Doesn’t it come down to insurance and the CYA principle (cover your assets)? Hospitals need to control as much as possible in order to meet their SLAs whereas alternative childbirth certainly allows for more variance within the birthing process.
Any costing of these centers must of course include the costs of treating the inevitable catastrophes that, as surely as the moon rises and the sun sets, will come.
NICU care for an infant with asphyxia, lifetime care for CP/Seizure/G-Tube patients produced as a natural byproduct of the process of birth and our society’s inability to accept death…hope the economists remember all that stuff too.
As a frontline provider you learn about the inevitable natural outcomes. I have seen them in the labor wards, the pediatric wards, and the clinic. And having worked in the third world you quickly learn the advantages of “medicalized” childbirth. No one needs to explain that to a third world mother with a dead baby stuck in the birth canal with shoulder dystocia cuz no c-section was available.

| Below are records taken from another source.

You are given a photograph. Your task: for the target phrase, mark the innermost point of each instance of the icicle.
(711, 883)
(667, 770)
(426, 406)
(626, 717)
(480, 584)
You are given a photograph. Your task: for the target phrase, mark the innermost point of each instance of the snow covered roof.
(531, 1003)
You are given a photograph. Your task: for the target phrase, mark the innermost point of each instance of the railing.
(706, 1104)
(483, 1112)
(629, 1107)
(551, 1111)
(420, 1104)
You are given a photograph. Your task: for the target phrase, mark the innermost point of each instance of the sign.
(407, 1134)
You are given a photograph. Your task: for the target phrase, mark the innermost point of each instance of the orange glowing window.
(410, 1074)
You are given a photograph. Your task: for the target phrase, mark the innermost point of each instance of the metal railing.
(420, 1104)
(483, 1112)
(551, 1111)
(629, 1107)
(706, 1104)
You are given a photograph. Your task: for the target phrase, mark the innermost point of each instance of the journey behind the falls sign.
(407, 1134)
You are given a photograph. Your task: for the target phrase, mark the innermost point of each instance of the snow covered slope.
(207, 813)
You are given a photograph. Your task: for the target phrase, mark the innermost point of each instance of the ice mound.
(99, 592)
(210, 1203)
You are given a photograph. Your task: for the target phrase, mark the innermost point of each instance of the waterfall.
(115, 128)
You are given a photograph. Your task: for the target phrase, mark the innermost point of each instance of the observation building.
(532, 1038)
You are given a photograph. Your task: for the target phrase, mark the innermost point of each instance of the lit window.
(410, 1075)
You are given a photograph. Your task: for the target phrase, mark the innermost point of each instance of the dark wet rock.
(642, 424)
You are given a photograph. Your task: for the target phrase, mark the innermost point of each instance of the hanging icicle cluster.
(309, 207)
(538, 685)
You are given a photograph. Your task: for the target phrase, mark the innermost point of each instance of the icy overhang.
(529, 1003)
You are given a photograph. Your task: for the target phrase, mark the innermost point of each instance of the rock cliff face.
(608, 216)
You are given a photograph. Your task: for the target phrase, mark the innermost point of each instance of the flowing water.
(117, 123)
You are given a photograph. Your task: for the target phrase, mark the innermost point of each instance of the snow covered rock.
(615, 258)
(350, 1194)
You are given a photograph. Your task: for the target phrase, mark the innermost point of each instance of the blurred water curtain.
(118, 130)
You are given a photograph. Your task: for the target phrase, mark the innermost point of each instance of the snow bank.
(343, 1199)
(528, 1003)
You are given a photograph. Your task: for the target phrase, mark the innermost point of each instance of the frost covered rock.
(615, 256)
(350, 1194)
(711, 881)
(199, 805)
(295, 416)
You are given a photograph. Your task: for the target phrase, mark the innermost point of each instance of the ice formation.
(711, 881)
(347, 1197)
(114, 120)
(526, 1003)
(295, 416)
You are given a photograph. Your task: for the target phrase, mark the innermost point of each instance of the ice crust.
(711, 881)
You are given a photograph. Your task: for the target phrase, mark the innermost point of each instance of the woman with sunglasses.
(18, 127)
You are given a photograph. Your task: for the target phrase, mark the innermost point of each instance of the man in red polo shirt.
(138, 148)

The problem with this thought process is that it still buys into the process of medicalized birth as being the most progressive and best choice for birthing practices. The reality is that these problems you’ve listed are a rarity afforded to an extremely small percent of births, but that percentage often goes up when that birth is in the hospital as medical staff prescribe intervention methods that are not necessary and cause distress and harm to a child as a result. Out of hospital birthing centres are designed to limit that risk by stopping the medicalization of a process that often needs no medical interference what so ever.
A dead infant stuck in the birth canal is a tragic thing. Medicalized birth, especially a c-section, is not the only way to prevent or deal with that that, and it most certainly won’t be the least invasive method with the lowest risk to both child and mother.